The Economic Policy Institute, condemning the economic impact of the debt agreement signed by the President on Monday, has found "Applying conventional multipliers, the reduction of $30.5 billion in calendar year 2012 would reduce GDP by 0.3%, and result in roughly 323,000 fewer jobs."

The likelihood that a deal significantly reducing spending will abort the already anemic recovery probably has been a major theme of Paul Krugman, never a customer of Barack Obama Kool-Aid, the past 6-8 weeks. On Sunday, he noted that cutting spending is unlikely to reduce further interest rates on federal spending, which already are extremely low. Discouraged by the President's apparent fondness for capitulation, Krugman added

In fact, Republicans will surely be emboldened by the way Mr. Obama keeps folding in the face of their threats. He surrendered last December, extending all the Bush tax cuts; he surrendered in the spring when they threatened to shut down the government; and he has now surrendered on a grand scale to raw extortion over the debt ceiling. Maybe it’s just me, but I see a pattern here.

We leave for another time consideration of whether Barack Obama is in fact The Worst Negotiator Ever or intentionally has taken a cleaver to the New Deal, as Glenn Greenwald believes.

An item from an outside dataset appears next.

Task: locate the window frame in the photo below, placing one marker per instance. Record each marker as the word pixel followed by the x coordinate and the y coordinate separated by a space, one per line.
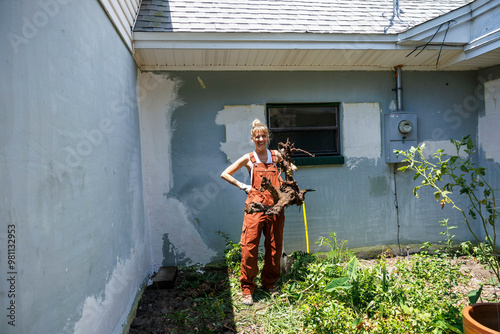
pixel 333 156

Brad Friedman (bradblog.com), who approvingly links to Krugman's article, notes that the Obama Style was evident from the actions of Senator Obama, who (as his post at the time described) in early 2007 told the Associated Press

that he believes Senate Democrats will vote to fund the Iraq War without withdrawal timelines if Bush vetoes the currently pending spending bills as he's promised to do.

Presuming he's been accurately quoted by AP (not necessarily always a safe bet), this means Obama was willing to show his hand and, essentially, give permission to Bush to go ahead and veto the bill without consequences. Brilliantly done.

If we ever need to negotiate for anything, remind us to not call on Obama to represent us.

Friedman observes "What was clear to us as long ago as 2007 was that Obama was the worst. negotiator. ever and now "has done almost precisely as he projected he would 4 years ago when we pointed it out, so that we could 'get a sense of how the next president will make decisions,' as Senator Obama then explained.

And appropriately, given all that has since transpired: Mr. Obama's statement to the AP was given on April 1, 2007- April Fool's Day.